Child custody

Determining what’s best for your children

A breakup involving kids can become nasty and contentious. Sometimes one parent may try to use the children to “get back at” the other parent by interfering with visits, withholding the children and even worse.

Although Iowa law is becoming more receptive to equal shared care, sometimes the children are best served by living with one parent the majority of the time. Legue Law can help you resolve the thorny issues of custody and parenting time.

In Iowa, the court determines what sort of caregiving arrangement will be in the “best interests of the children,” which is a legal term of art. “Custody” means the legal right to make important decisions on behalf of the children — their education, medical treatment, legal status, extracurricular activities and religious instruction. This legal concept is different from “physical care,” which is the amount of time the children will spend with each parent: whether they will live with one more than the other or whether they will share time between households equally. Often these two concepts get confused, even by attorneys and judges.

Except in rare instances, the courts usually order parents to share equally in the important decisions for the children. This is known as joint legal custody. When it comes to physical care arrangements, courts can order just about anything that makes sense in a particular situation. But judges must weigh a number of factors, such as the past practices of the couple, the age and maturity of the kids, their specific needs and the personalities of the parents. Many other factors can be considered as well. Because there are so many competing factors, you need a competent attorney to help you present your best arguments for custody and physical care to the court. That’s where Legue Law can help.
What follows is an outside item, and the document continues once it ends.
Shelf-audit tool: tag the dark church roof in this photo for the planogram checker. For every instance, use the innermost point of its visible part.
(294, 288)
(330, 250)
  • Judges decide initial custody by determining what “the best interests of the children” are, a legal standard that can mean different things to different people.
  • Neither mother or father are favored in an initial custodial decision, but the court instead determines the best interests of the children in each individual case.
  • Custodial decisions, once ordered, are very difficult to change. However, Iowa law provides ways to modify custody even after it has been established.